Dari 135 bus yang diperiksa, hanya 34 kendaraan yang dinyatakan lulus uji kelaikan dan diberikan stiker tanda lolos. Sementara bus yang belum memenuhi persyaratan diminta segera melakukan perbaikan, baik dari sisi teknis maupun administrasi.
Pemeriksaan mencakup kondisi ban, lampu, mesin, sistem gas, dan kesesuaian putaran mesin (RPM). Yanuar menekankan bahwa perbaikan harus selesai sebelum pemberangkatan mudik dimulai, yang dijadwalkan pada 14 Maret.

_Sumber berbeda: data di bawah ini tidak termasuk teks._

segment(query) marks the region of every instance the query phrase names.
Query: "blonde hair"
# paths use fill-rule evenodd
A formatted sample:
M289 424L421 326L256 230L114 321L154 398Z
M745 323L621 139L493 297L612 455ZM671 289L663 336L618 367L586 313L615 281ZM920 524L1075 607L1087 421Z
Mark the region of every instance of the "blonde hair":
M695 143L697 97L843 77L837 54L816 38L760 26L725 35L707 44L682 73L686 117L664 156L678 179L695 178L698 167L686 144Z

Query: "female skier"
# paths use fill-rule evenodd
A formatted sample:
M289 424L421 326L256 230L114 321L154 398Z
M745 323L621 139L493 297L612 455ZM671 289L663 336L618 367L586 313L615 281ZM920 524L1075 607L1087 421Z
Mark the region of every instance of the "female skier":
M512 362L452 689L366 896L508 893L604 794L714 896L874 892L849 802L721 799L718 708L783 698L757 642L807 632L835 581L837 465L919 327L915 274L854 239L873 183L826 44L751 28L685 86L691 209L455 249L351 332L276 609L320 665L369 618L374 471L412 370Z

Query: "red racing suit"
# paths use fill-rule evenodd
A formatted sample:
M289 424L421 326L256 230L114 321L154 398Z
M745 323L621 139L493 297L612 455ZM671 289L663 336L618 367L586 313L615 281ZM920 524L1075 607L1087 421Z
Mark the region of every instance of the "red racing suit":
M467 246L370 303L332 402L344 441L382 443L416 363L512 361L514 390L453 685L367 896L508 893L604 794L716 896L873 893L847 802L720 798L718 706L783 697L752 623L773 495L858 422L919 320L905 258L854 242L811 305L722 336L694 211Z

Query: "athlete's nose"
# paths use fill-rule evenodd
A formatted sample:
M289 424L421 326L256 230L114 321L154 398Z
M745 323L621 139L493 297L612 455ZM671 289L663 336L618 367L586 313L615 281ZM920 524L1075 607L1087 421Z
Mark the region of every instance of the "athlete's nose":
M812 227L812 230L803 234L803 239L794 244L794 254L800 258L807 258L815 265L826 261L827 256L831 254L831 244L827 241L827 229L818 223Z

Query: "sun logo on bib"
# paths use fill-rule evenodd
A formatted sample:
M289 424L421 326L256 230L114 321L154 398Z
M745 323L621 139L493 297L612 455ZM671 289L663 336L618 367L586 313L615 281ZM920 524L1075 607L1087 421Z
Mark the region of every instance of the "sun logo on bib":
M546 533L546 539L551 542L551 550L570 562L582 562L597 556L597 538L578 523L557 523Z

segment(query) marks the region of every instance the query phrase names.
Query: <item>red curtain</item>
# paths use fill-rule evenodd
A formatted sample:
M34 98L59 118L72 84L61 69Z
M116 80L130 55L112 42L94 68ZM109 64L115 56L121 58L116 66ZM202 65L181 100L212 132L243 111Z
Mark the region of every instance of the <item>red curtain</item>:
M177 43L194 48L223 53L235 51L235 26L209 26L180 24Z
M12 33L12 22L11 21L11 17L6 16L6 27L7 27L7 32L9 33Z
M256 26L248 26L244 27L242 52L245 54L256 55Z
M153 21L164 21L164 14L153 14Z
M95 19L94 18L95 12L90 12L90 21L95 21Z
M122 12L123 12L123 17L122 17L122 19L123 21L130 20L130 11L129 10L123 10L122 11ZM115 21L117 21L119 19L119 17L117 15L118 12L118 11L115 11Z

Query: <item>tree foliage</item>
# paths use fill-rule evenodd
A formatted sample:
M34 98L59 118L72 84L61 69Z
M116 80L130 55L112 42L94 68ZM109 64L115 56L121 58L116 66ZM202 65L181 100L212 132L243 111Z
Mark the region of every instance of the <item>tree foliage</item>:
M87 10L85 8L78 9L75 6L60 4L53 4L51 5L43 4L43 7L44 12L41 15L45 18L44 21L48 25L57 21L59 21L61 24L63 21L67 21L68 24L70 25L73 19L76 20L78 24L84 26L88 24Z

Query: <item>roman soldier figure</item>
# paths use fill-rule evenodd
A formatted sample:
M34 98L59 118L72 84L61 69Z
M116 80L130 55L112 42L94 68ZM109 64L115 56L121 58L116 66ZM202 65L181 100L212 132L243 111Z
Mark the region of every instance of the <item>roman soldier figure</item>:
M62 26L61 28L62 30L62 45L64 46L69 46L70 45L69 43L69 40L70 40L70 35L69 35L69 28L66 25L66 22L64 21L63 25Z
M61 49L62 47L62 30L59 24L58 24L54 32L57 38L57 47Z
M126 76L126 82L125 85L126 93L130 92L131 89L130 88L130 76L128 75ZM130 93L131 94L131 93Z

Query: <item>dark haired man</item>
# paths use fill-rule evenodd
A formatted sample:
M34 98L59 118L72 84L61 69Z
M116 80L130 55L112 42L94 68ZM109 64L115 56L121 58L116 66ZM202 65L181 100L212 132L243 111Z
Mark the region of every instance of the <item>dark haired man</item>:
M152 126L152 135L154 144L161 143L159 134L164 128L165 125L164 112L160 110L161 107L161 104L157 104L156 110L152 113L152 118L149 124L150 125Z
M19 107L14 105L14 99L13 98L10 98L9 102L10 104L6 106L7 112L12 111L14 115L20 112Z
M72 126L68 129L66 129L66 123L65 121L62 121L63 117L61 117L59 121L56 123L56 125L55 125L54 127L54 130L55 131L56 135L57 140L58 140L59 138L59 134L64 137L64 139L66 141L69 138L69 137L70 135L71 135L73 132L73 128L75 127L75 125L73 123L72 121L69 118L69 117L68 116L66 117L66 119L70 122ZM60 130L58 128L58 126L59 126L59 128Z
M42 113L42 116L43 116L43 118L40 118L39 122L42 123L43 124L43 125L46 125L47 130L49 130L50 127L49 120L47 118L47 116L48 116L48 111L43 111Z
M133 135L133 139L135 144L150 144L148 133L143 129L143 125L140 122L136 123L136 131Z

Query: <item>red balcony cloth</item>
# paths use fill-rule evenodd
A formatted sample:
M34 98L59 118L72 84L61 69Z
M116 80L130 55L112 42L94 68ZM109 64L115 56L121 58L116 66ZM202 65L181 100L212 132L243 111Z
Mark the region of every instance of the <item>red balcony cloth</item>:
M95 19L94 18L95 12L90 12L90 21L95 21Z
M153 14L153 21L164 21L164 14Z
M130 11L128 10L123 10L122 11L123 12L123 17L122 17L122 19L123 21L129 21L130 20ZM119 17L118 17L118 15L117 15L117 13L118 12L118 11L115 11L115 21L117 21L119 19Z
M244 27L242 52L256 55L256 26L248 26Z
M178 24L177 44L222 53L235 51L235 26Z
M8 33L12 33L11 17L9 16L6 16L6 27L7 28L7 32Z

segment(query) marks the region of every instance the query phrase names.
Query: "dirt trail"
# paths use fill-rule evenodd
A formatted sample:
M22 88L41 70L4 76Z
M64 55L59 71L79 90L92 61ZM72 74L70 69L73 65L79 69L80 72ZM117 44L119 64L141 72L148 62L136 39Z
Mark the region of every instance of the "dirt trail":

Meski Pemerintah Kota Tangsel tidak menyelenggarakan mudik gratis, masyarakat tetap dapat mengikuti program dari pemerintah pusat melalui Terminal Pondok Cabe. Program ini menyediakan kuota sekitar 15.000 penumpang dengan jadwal keberangkatan mulai 16 Maret, dan hingga kini tercatat sekitar 11.000 orang telah mendaftar.
Tahun ini, rute mudik dari Pondok Cabe hanya tersedia untuk dua kota, yakni Aceh dan Medan. (*)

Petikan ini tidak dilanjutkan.